Common Questions about Schedule 80 CPVC Fittings

As a company that specializes in PVC and CPVC pipe and fittings, we receive a lot of questions about these materials and parts. Below are a few frequently asked questions about schedule 80 CPVC fittings.

Question: How does CPVC compare to other materials in terms of cost?

Answer: All CPVC parts are very cost-effective. Talking chemically, the molecular structure of CPVC is largely derived from common salt, a very inexpensive ingredient. Less energy goes into making a single foot of CPVC pipe than any metal alternatives. Because of the high availability of its ingredients, the price of CPVC should also remain quite stable in the future. CPVC is slightly more expensive than PVC on average.

Question: How long will a CPVC water distribution system last?

Answer: There are cases of CPVC piping systems that have been operating since 1959 without a hitch. Corrosion and buildup happen much less frequently in CPVC than its competitors, meaning that it should not fail prematurely if being used properly.

Question: Can CPVC connect to a hot water heater?
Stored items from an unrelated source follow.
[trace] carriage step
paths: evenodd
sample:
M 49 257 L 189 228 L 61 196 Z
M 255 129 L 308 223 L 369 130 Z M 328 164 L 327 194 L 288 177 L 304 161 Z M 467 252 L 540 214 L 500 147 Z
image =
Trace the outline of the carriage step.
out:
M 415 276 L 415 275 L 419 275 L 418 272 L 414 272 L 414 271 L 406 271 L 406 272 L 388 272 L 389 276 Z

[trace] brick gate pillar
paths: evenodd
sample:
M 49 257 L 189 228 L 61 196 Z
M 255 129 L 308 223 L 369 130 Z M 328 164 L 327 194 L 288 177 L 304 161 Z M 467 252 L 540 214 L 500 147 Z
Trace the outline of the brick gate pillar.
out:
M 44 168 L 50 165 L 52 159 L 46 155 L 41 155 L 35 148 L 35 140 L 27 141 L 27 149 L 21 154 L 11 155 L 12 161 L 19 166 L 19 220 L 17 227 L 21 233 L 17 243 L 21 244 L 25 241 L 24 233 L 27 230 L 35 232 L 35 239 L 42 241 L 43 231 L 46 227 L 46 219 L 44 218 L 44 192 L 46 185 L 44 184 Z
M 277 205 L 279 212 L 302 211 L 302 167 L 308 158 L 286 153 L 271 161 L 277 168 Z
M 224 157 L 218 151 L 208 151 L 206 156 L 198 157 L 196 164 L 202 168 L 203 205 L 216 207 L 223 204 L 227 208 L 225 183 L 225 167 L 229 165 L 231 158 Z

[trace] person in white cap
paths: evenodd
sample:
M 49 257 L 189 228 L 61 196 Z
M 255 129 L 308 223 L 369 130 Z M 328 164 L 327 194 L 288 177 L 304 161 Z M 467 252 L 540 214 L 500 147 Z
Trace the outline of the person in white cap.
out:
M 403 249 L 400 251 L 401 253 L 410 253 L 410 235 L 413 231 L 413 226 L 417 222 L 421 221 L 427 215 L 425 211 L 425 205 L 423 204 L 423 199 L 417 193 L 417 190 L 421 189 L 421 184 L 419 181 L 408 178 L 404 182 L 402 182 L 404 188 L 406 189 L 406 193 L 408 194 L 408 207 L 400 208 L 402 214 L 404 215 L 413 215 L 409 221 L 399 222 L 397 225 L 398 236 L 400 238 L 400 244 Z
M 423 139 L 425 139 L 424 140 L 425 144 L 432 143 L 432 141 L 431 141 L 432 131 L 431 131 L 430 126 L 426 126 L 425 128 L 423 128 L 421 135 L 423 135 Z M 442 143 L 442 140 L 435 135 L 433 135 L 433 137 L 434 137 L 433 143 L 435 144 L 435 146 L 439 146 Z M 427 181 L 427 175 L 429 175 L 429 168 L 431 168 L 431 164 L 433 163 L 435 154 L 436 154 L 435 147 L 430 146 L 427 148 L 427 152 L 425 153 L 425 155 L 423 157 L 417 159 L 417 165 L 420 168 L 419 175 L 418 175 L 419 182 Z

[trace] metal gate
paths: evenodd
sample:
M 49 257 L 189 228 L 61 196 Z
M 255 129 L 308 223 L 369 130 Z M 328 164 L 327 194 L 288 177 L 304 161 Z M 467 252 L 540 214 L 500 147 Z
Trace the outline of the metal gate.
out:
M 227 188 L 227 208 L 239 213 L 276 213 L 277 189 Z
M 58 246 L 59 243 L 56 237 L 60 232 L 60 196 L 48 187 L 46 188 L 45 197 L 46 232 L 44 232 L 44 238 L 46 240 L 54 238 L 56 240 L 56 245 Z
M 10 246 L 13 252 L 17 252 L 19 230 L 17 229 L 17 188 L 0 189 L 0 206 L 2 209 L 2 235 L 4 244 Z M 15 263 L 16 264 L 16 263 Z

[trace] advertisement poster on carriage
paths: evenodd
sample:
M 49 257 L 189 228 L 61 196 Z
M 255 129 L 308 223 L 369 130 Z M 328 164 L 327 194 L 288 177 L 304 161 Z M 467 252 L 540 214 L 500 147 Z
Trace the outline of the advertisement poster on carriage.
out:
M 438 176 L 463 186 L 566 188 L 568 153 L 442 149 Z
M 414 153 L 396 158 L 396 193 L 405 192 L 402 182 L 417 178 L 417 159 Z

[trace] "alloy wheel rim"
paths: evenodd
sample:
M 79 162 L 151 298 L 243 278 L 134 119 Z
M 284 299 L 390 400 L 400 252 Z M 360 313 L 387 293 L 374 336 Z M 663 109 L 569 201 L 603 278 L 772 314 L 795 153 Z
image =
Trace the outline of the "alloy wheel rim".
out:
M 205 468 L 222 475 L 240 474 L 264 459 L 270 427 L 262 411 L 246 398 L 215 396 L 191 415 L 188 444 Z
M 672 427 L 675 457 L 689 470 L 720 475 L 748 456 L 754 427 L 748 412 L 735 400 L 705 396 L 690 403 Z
Answer: The short answer is “yes.” However, some considerations should be taken. When it is connected to a gas water heater, CPVC pipe and fittings should not be within 6” of the heater’s flue if that flue is not insulated. This consideration will prevent damage to the pipe by heat radiated from the flue. Sch. 80 CPVC should not be used where temperatures exceed 200 degrees Fahrenheit.